Mekong Delta facing shortage of schools and teachers in remote areas

In less than half a month, millions of students across the country will enter the new school year 2023-2024. However, many localities in the Mekong Delta are facing a shortage of schools and teachers.
A school in Soc Trang is preparing for the new academic year

A school in Soc Trang is preparing for the new academic year

Dropping out of high school has long been viewed as a serious educational problem. Ngoc Chanh Commune - a remote commune of the Mekong Delta Province of Ca Mau - has a high rate of dropouts in recent years. To raise the number of children to go to schools in the new school year, from the beginning of July 2023, staff of the local education sector and their peers of social organizations have visited each household to encourage parents to send their children to schools.

Teacher Tran Huyen Tran, in charge of teaching at Hiep Hoa school, said that although teachers have visited a family three times, parents have not decided to send their children to class blaming them for home-to-school distance. Moreover, teacher Huyen Tran is most worried about the lack of classrooms while existing classrooms are severely degraded and have not been maintained or repaired.

Head of the Department of Education and Training in Ca Mau Province’s Dam Doi District Vo Loi said that due to the interlaced river conditions and difficult travel in the region, 94 schools in the district including 48 kindergartens and 46 primary schools are built in remote districts.

He added that without these educational facilities, it will be difficult to mobilize students to go to school. However, the education sector is having difficulty in investing in facilities and equipment for teaching and learning plus a shortage of teachers in these institutions.

The local education sector has proposed the government to remove its difficulties but there has been so far no radical solution.

According to the plan, in the school year 2023-2024, the Mekong Delta Province of Kien Giang has more than 10,000 classes with over 300,000 students from preschools to high schools. Director of the Department of Education and Training of Kien Giang Province Tran Quang Bao moaned that the province continues to lack more than 1,000 teachers in the school year 2023-2024.

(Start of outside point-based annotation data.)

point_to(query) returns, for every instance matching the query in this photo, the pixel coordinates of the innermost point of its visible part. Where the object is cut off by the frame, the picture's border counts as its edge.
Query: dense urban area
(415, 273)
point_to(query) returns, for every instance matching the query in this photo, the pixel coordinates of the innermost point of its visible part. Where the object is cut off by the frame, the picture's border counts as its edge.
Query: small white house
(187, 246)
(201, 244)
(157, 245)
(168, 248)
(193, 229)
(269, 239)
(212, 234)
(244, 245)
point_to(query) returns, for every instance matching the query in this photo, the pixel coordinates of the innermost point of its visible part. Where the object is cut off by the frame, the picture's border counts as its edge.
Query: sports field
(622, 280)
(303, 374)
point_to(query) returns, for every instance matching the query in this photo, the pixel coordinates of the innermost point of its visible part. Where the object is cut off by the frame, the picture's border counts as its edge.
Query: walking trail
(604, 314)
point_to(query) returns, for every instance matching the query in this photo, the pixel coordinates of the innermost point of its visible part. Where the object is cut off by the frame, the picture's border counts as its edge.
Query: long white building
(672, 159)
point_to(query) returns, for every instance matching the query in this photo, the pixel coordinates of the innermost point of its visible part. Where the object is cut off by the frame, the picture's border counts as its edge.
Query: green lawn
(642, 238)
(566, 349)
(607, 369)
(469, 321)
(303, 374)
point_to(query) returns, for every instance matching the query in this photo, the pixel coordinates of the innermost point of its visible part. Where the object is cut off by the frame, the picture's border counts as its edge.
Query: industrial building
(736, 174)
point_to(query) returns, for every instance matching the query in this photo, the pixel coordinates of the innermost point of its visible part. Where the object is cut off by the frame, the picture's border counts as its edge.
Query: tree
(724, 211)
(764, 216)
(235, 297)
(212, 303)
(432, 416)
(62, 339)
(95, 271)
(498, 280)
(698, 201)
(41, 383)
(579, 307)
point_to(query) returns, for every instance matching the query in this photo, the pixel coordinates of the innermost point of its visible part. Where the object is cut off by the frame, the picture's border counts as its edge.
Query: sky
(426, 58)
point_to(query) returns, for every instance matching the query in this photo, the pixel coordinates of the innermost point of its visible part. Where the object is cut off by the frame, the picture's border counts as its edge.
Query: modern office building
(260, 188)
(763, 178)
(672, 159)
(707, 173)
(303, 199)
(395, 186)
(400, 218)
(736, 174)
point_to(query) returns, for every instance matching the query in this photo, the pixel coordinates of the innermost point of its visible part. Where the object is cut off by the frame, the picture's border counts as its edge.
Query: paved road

The shortage of teachers is the same in the previous school year and the years before that without a radical solution. Specifically, remote and island districts such as An Minh, An Bien, U Minh, and Phu Quoc City of the Mekong Delta Province of Kien Giang have experienced a severe shortage of teachers; for instance, Phu Quoc City lacks about 300 teacher staff.

Deputy Director of the Department of Education and Training of Ca Mau Province Le Hoang Du informed that in the past time, the province has made great efforts to implement the project on arrangement and development of the school network in the area in the period of 2020-2025 with a vision towards 2030.

However, after three years of implementation, the project has not been effective. Currently, several inadequacies are still existing in the education-training sector in the province. Specifically, most schools that teach 2 shifts a day still lack classrooms. The number of students is large but it sees a lack of places for students to take a nap, lack of toilet facilities, bathrooms, clean water, kitchen, and dining room.

According to Director of Kien Giang Department of Education and Training Tran Quang Bao, to solve the shortage of teachers in the locality, the department has advised the provincial People's Committee to develop a scheme to transfer teachers from places having many teachers to places which are short of teachers until 2025. There will be support policies and regimes for teachers who have to move away from their place of residence.

Statistics from the Ministry of Education and Training show that in the Mekong Delta, there are more than 92,900 classrooms of preschools and public high schools but the percentage of permanent classrooms is only about 81.5 percent. In particular, more than 1,270 classrooms in areas with extremely difficult economic and social conditions are located in other facilities.